The next morning, with my eyes sunken in and my head feeling so incredibly weird, there was a knock on my door.
I stood up, limping a little bit less as I cracked the door. Azriel, of course, was on the other side of it. I opened the door a bit more, leaning against the frame as I stared at the hazel-eyed male.
“You look tired,” he observed. “Did you manage to sleep last night?”
I sighed, rolling my eyes. “If you’re coming here to check on my well being again, I’m fine. The fact I told you I was thinking at all is a miracle.” The thread in my check yanked again and I grit my teeth hard.
“I’m aware, I’m not here to push it. Cassian canceled training today, so I was going to invite you. Since you wanted to continue training and all,” he explained.
I cocked a brow. I did remember saying that. Az was here to actually make good on that promise?
“Why’d he cancel?” I asked curiously, opening the door a bit more as I moved to grab my leathers.
“Unrest in Illyria, Rhys went with him. And seeing as you’re already not taking Madja’s advice seriously, I figured training couldn’t be too bad, since you walked nearly 15 miles in the forest.”
I narrowed my eyes, jerking my head to meet his gaze. “How do you know that?”
“Shadows can do a lot more than you think.”
I rolled my eyes, strapping on my last dagger before following him through the halls.

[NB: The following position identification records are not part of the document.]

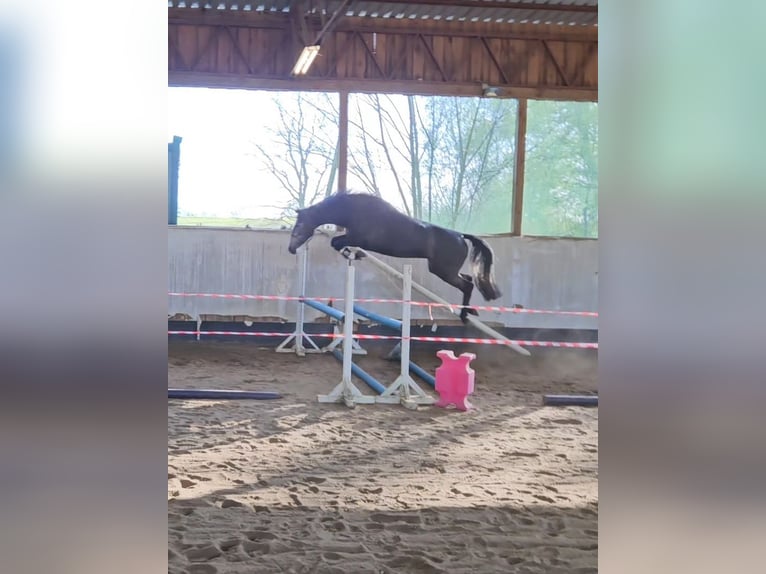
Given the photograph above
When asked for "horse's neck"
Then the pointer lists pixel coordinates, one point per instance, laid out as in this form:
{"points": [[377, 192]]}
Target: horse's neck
{"points": [[331, 213]]}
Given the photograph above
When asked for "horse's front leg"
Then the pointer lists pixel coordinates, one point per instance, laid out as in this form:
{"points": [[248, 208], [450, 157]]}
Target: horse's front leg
{"points": [[467, 289], [342, 244]]}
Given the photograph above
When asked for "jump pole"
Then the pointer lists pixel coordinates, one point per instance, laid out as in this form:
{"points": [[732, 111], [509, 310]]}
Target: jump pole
{"points": [[396, 326], [345, 391], [434, 297], [216, 394], [404, 389], [298, 335]]}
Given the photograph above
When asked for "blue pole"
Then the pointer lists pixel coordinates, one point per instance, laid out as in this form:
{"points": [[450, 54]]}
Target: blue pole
{"points": [[571, 400], [428, 378], [396, 326], [362, 374], [387, 321], [216, 394], [326, 309]]}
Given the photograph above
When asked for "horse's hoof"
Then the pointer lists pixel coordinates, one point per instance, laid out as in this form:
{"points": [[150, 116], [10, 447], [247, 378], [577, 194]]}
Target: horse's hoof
{"points": [[347, 253]]}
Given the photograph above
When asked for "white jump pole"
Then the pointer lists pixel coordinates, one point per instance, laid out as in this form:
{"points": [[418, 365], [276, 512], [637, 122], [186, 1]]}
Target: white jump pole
{"points": [[346, 391], [298, 335], [404, 389], [434, 297]]}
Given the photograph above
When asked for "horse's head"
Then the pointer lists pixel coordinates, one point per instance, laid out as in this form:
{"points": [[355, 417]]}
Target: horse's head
{"points": [[302, 230]]}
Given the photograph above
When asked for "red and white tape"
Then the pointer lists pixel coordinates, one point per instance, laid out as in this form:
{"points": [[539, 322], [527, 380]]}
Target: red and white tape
{"points": [[557, 344], [396, 301]]}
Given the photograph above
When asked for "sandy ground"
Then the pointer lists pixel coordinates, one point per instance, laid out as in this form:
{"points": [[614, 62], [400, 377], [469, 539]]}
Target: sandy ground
{"points": [[292, 485]]}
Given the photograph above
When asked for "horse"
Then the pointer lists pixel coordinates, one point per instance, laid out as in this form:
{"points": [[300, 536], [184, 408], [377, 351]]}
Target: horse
{"points": [[375, 225]]}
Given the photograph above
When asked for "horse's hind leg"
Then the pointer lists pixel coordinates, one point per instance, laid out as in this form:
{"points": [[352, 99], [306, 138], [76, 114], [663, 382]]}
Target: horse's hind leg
{"points": [[461, 281]]}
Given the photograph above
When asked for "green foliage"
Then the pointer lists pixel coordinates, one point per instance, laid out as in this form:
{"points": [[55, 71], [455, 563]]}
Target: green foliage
{"points": [[561, 171], [448, 160]]}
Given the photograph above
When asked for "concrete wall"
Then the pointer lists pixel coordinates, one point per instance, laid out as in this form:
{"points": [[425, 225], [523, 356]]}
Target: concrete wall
{"points": [[538, 273]]}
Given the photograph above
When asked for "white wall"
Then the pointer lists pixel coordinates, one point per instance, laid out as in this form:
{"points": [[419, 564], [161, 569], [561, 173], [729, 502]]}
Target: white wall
{"points": [[538, 273]]}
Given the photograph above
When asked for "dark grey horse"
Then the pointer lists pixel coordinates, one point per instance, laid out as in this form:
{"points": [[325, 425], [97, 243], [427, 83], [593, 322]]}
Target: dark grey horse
{"points": [[375, 225]]}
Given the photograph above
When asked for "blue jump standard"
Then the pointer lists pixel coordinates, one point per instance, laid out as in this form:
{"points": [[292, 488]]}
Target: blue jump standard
{"points": [[216, 394], [571, 400]]}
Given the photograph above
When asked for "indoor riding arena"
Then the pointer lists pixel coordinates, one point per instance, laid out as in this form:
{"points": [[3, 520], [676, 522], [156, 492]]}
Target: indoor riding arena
{"points": [[328, 411]]}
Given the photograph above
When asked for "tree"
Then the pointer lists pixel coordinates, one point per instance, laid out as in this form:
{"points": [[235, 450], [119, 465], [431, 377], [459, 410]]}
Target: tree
{"points": [[561, 178], [302, 154]]}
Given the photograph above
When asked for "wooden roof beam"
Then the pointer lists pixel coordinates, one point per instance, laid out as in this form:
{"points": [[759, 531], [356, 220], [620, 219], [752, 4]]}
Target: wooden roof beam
{"points": [[489, 4]]}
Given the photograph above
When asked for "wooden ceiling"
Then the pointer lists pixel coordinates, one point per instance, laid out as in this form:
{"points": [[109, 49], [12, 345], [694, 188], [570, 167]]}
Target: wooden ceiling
{"points": [[524, 49]]}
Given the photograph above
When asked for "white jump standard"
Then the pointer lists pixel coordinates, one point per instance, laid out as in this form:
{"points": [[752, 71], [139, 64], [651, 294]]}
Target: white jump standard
{"points": [[345, 391], [404, 389]]}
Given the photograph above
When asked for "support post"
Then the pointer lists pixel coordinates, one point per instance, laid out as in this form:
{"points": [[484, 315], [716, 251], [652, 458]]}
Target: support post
{"points": [[346, 391], [298, 335], [517, 200], [454, 308], [404, 389]]}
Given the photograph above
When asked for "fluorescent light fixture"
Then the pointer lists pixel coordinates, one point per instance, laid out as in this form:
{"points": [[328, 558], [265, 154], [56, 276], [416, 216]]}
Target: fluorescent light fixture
{"points": [[307, 57], [490, 91]]}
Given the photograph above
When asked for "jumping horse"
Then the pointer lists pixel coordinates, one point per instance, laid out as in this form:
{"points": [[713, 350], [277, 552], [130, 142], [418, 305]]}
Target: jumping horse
{"points": [[375, 225]]}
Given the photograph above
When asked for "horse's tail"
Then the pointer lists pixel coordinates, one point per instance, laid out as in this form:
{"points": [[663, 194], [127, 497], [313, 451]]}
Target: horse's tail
{"points": [[481, 264]]}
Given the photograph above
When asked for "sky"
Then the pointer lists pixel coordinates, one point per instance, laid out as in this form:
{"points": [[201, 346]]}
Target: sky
{"points": [[220, 173], [217, 176]]}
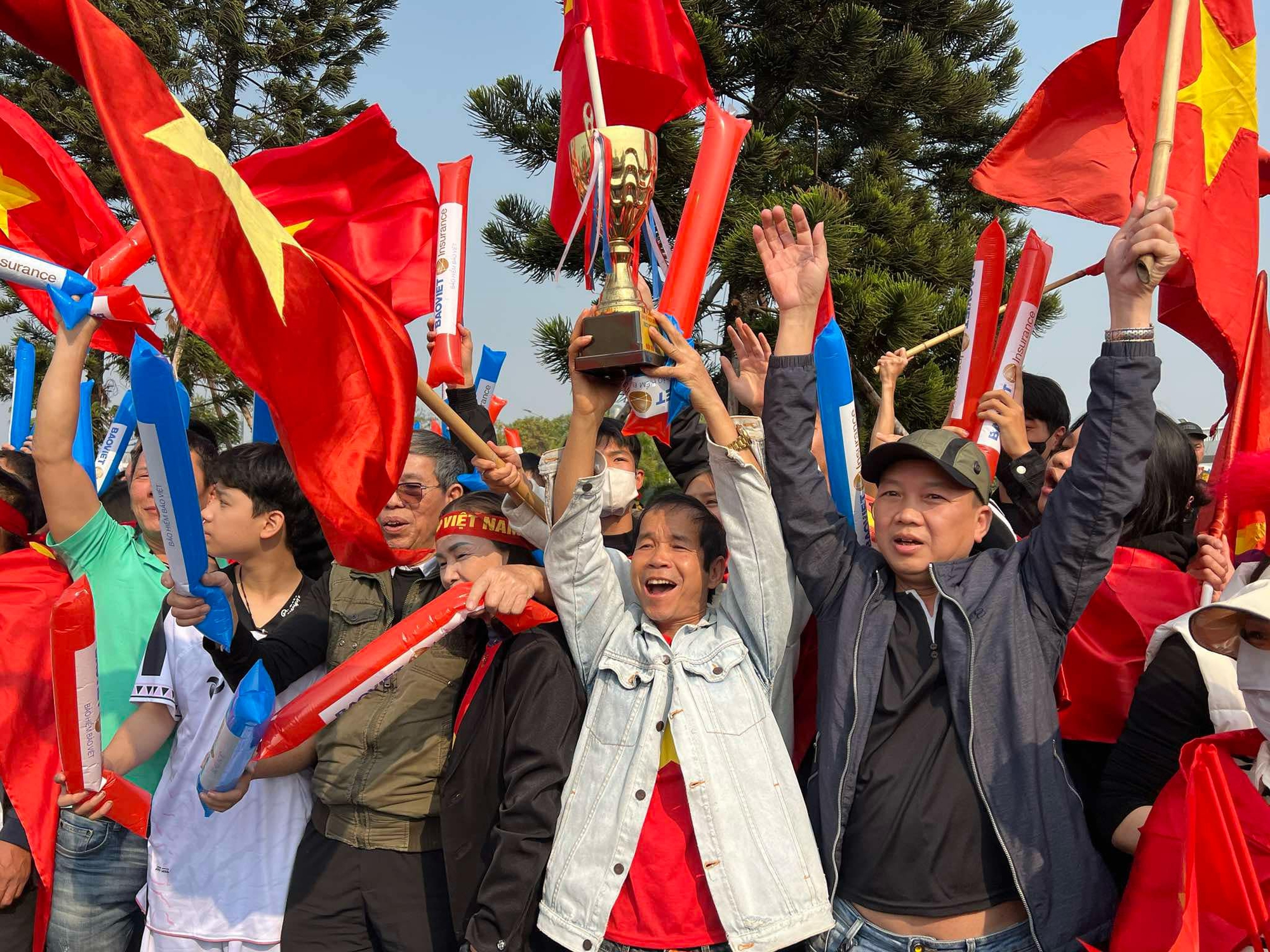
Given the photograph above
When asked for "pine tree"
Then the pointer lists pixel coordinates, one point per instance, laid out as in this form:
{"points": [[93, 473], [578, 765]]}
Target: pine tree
{"points": [[869, 115], [257, 74]]}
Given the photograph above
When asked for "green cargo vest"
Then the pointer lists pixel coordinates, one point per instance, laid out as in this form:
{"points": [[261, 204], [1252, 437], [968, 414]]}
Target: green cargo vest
{"points": [[380, 762]]}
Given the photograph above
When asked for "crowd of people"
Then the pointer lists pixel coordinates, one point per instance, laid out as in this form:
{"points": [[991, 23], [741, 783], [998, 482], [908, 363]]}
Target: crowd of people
{"points": [[746, 732]]}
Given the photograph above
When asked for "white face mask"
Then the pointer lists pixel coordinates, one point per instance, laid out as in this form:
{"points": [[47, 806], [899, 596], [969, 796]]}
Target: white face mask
{"points": [[618, 493], [1254, 673]]}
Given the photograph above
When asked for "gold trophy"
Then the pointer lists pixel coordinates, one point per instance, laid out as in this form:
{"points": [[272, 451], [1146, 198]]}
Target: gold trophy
{"points": [[620, 326]]}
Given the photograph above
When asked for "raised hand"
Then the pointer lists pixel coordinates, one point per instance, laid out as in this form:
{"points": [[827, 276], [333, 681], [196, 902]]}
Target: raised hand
{"points": [[505, 477], [684, 364], [592, 397], [754, 354], [891, 366], [1147, 230], [796, 262]]}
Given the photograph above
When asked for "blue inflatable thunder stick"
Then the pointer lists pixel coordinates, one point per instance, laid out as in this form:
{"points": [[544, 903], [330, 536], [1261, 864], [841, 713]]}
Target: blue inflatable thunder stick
{"points": [[110, 455], [241, 733], [172, 480]]}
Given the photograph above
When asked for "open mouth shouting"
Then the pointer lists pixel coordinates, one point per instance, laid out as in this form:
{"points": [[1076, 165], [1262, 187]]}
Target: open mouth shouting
{"points": [[906, 544], [658, 587]]}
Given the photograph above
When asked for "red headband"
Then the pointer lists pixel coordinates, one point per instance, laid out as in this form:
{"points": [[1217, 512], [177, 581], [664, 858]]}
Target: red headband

He didn’t go to the balcony, where we would fly up, instead, as if still concerned for my healing, he led the way up the stairs to the training area.
The fresh breath of air I got when we finally got up onto that little plateau, was relieving in the best of ways.
“Would you like to work with mitts first? Or something else?” Azriel asked, stretching out his wings a bit as a wind blew from the left.
“That sounds fine,” I replied, hiding a yawn behind my forearm as Azriel went to retrieve the equipment we needed.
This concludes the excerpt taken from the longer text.